O que fazer na prática

Da teoria para uma terça-feira em que os dois estão cansados e ninguém está com vontade de abraçar. Alguns passos que valem mais do que esperar que o outro descubra sozinho.

  • Nomeie a diferença em voz alta. Algo como “percebi que você demonstra afeto mais pela ajuda e eu demonstro mais pelo toque” tira o problema da sua cabeça e o coloca na mesa. Não dito, cada um preenche o silêncio com a versão pior.
  • Transforme indiretas em pedidos concretos. O seu parceiro não lê pensamentos, e um suspiro irritado diante da pia não é um pedido. “Você me abraça no sofá por dez minutos hoje à noite?” é viável. “Se você quisesse, saberia” não é.
  • Faça pequenos experimentos por uma semana. Davi abraça Lúcia toda noite antes de pegar o celular. Uma semana é longa o bastante para criar um hábito e curta o bastante para nunca virar um projeto de vida.
  • Recompense mesmo o esforço desajeitado. Se você derruba a primeira tentativa sem jeito do seu parceiro na sua língua, não vai haver uma segunda.

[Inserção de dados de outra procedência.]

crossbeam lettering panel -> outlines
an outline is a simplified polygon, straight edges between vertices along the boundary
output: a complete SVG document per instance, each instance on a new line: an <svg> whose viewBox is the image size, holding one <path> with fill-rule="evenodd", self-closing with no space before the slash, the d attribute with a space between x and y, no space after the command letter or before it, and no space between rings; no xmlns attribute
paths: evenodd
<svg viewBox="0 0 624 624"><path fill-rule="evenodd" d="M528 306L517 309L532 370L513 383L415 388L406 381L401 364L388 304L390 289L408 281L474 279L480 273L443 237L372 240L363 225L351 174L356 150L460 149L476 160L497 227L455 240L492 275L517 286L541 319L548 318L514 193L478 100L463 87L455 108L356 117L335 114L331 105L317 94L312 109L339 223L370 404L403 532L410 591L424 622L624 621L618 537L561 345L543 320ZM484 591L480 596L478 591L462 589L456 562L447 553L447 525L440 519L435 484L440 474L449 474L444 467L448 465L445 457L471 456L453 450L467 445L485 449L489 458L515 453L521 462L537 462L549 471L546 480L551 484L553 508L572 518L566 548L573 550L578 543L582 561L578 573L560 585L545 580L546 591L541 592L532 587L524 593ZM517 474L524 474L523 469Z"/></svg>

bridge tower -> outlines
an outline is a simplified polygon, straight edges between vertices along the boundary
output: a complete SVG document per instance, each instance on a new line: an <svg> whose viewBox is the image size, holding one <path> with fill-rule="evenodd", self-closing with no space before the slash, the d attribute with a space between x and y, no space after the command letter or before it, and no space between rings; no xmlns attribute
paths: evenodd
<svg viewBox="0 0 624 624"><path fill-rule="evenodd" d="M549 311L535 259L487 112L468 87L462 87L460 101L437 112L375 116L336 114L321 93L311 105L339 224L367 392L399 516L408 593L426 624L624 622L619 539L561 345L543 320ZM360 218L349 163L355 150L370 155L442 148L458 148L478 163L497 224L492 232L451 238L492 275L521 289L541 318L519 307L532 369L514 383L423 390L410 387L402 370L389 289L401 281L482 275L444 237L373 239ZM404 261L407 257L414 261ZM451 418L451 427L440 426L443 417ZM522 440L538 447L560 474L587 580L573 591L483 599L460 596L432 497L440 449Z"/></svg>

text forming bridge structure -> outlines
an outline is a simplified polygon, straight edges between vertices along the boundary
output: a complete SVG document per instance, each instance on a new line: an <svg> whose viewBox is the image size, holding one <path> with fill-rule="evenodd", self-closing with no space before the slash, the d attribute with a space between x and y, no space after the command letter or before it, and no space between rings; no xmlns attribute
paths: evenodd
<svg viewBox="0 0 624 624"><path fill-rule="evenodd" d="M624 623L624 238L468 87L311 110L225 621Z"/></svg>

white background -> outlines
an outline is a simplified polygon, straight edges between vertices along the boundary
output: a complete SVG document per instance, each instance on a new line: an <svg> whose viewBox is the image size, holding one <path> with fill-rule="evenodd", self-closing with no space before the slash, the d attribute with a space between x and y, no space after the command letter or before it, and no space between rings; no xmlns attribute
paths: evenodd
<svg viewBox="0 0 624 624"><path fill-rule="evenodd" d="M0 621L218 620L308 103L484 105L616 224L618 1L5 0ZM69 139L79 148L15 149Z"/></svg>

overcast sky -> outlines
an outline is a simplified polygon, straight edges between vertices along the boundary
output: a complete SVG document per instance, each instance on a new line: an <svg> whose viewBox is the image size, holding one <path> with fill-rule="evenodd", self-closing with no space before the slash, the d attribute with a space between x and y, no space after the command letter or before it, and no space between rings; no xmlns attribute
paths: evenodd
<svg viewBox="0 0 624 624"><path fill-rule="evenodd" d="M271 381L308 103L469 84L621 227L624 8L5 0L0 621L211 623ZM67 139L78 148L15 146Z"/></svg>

Esse último ponto tem dados sólidos por trás. John Gottman passou anos filmando casais e acompanhando o que chamou de tentativas de conexão, as pequenas ofertas cotidianas de atenção, uma mão no ombro de passagem. Os casais ainda juntos depois de seis anos atendiam a esses convites com calor em 86% das vezes; entre os que se separaram, eram apenas 33%. Quem decidiu foram os micromomentos, não os grandes gestos. Responda ao esforço com um dar de ombros duas ou três vezes e a vontade de continuar tentando se esvai.

Quando a linguagem do afeto não é o problema

Às vezes o “nós temos linguagens do afeto diferentes” esconde outra coisa, e vale distinguir. Errar o sinal não é o mesmo que não se importar. Um parceiro que está tentando, só um pouco fora do alvo, dá para ajustar. Um parceiro que não está tentando nada, nenhuma língua resolve.

Cuidado com duas coisas. A primeira é a linguagem usada como desculpa. “Eu sou de ajuda prática, não espere abraços de mim” torce o conceito para que o outro nunca precise se mover. Isso não é diferença de perfis, é recusa a dar um único passo.

A segunda é mais séria. Se, além dos sinais errados, você também sente falta de comunicação, menosprezo repetido ou um parceiro que se recusa a falar de necessidades, as linguagens do afeto não vão resolver, porque não é esse o problema central. O que ajuda ali é trabalhar de verdade a comunicação no relacionamento, ou olhar como a sua necessidade de proximidade e de segurança remonta ao vínculo de apego da infância.

O caminho mais rápido para colocar os dois perfis lado a lado passa pelo nosso Teste das linguagens do afeto. Você e o seu parceiro respondem cada um, e o resultado mostra os dois perfis juntos: onde vocês se encontram e onde se desencontram, sobretudo na divisão entre o que você dá e o que precisa receber. Essa visão do lado do parceiro costuma ser mais útil do que o seu próprio resultado: pela primeira vez você vê o que antes apenas supunha.

Davi e Lúcia não se desencontravam porque um amasse menos o outro, mas porque cada um mandava afeto em uma frequência diferente, e nenhum dizia onde o outro conseguiria escutar. Dizer isso em voz alta uma vez foi o bastante. Agora Davi sabe que um abraço no fogão conta tanto quanto uma sala aspirada, e Lúcia sabe que aquela sala tinha sido uma mensagem de amor o tempo todo.